2013 Audio (links are to audio versions)

***** The Dinner – Herman Koch (read by Clive Mantle). The cover design of this book sums it up. A “nice dinner out” turns into an emotional conflagration, when two brothers–one a rising politician, one an inactivated teacher–and their wives meet one evening at a trendy restaurant. Talk about an unreliable narrator! Not Clive Mantle, who wields his voice like a butcher knife when expressing the contempt the story’s first-person narrator feels for his more successful sibling. He is so sly and witty as he punctures the absurd pretensions typical of today’s upscale restaurants that the reader (me!) is totally on his side, until . . . a snowball of doubt creeps in, and starts rolling down the mountainside. Wonderful!

**** The Professor of Truth – James Robertson (read by Cameron Stewart).
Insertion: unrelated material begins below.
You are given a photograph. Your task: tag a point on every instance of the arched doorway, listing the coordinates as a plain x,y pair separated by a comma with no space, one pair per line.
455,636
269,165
Superb narration of this fascinating book, a fictional interpretation of the plane crash over Lockerbie, Scotland, and one husband’s relentless 20-year effort to find those responsible for the deaths of his wife and daughter. It’s a beautifully written mystery tale, a story of self-discovery, and a search in a cavern of secrets with a penlight. What is most important is what Alan Teiling finally finds out about himself, some 20 years on, and what it is to let your life be absorbed in pursuit of the unknowable, however high-minded the quest. Semi-based on real characters, and the perils of reinterpreting a controversial reality are explored here.
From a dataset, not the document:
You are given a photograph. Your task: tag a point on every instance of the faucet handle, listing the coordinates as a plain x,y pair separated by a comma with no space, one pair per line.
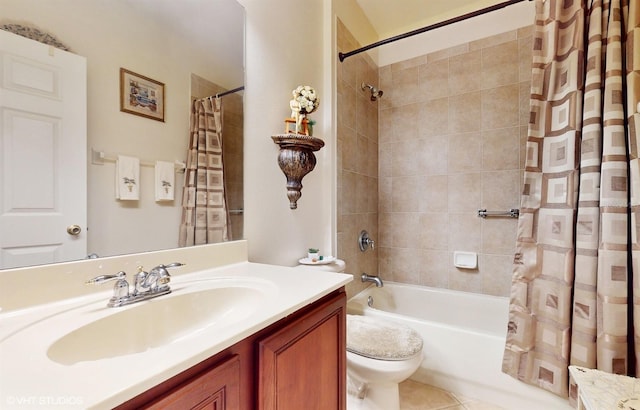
105,278
164,277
** One Fearful Yellow Eye – John D. MacDonald (narrated by Robert Petkoff). I didn’t remember reading any of the legendary Travis McGee novels, and bought this one on sale. Published in 1966 it was a real walk back through time. And not a very pleasant one. The women characters were treated like bimbos or diabolical schemers. At least MacDonald (through first-person narrator McGee) acknowledged that the idea of a manly man, like McGee, using his lovemaking expertise to thaw the Ice Maiden, was a bit of a ridiculous cliche, but then, he used it! Twice!! Also, a deus ex machina of eye-rolling proportions. Curiosity satisfied.
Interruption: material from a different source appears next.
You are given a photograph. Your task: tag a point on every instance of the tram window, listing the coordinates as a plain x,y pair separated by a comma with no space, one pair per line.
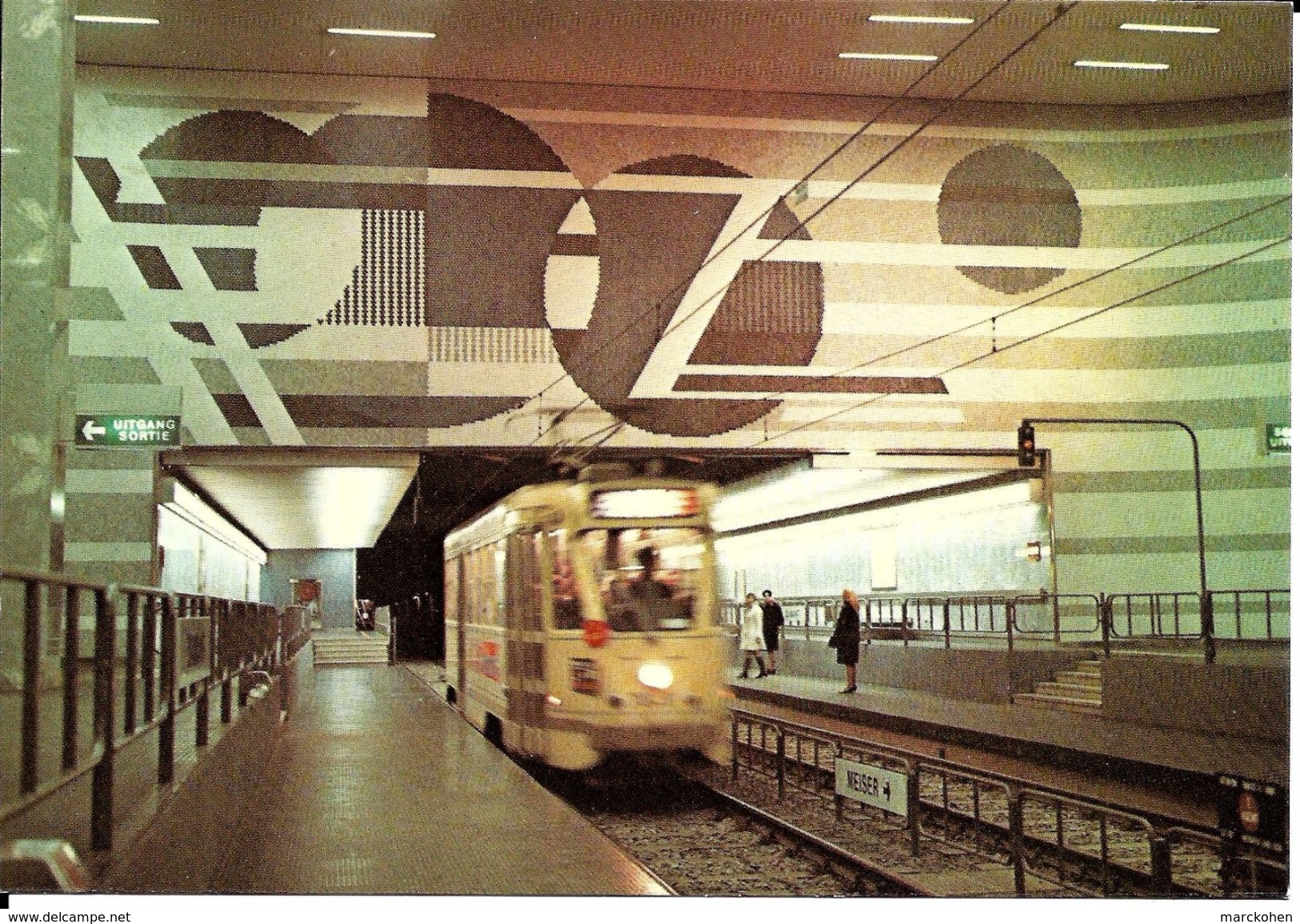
565,595
451,589
649,578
**** Spilled Blood – Brian Freeman (narrated by Joe Barrett). Winner of the International Thriller Writers’ best book of the year, it shows you can write a thriller without over-the-top viciousness (though there is some, of course) or making the stakes unbelievably stratospheric. Two towns and a growing animosity between them, as the industry in one town slowly poisons the children of the other. Or not. Nice reading, too.

***** Billy Lynn’s Long Halftime Walk – Ben Fountain (narrated by Oliver Wyman). A finalist for the 2012 National Book Award and winner of the National Book Critic’s Circle Award, I can’t recommend this book too highly. For a war novel, there’s almost no war in it, remarkably; it’s about the victory tour given to the young members of Bravo squad who performed a particularly brave Iraq action fortuitously (or not, depending) caught by Fox News cameras. The culmination of their stateside tour and most of the action of the book takes place at the Thanksgiving Day game at Cowboys Stadium. There, the disconnect between what they know and have seen and the flatulent patriotism of everyday Americans approaches–and probably surpasses–irreconcilability. Karl Marlantes (author of the unforgettable Vietnam novel, Matterhorn) calls it “The Catch-22 of the Iraq War.” Hilarious and heartbreaking in equal parts and oh, so well written. If you don’t appreciate irony, you won’t like it. And narrator Oliver Wyman–whom I at first thought I didn’t like–is a genius.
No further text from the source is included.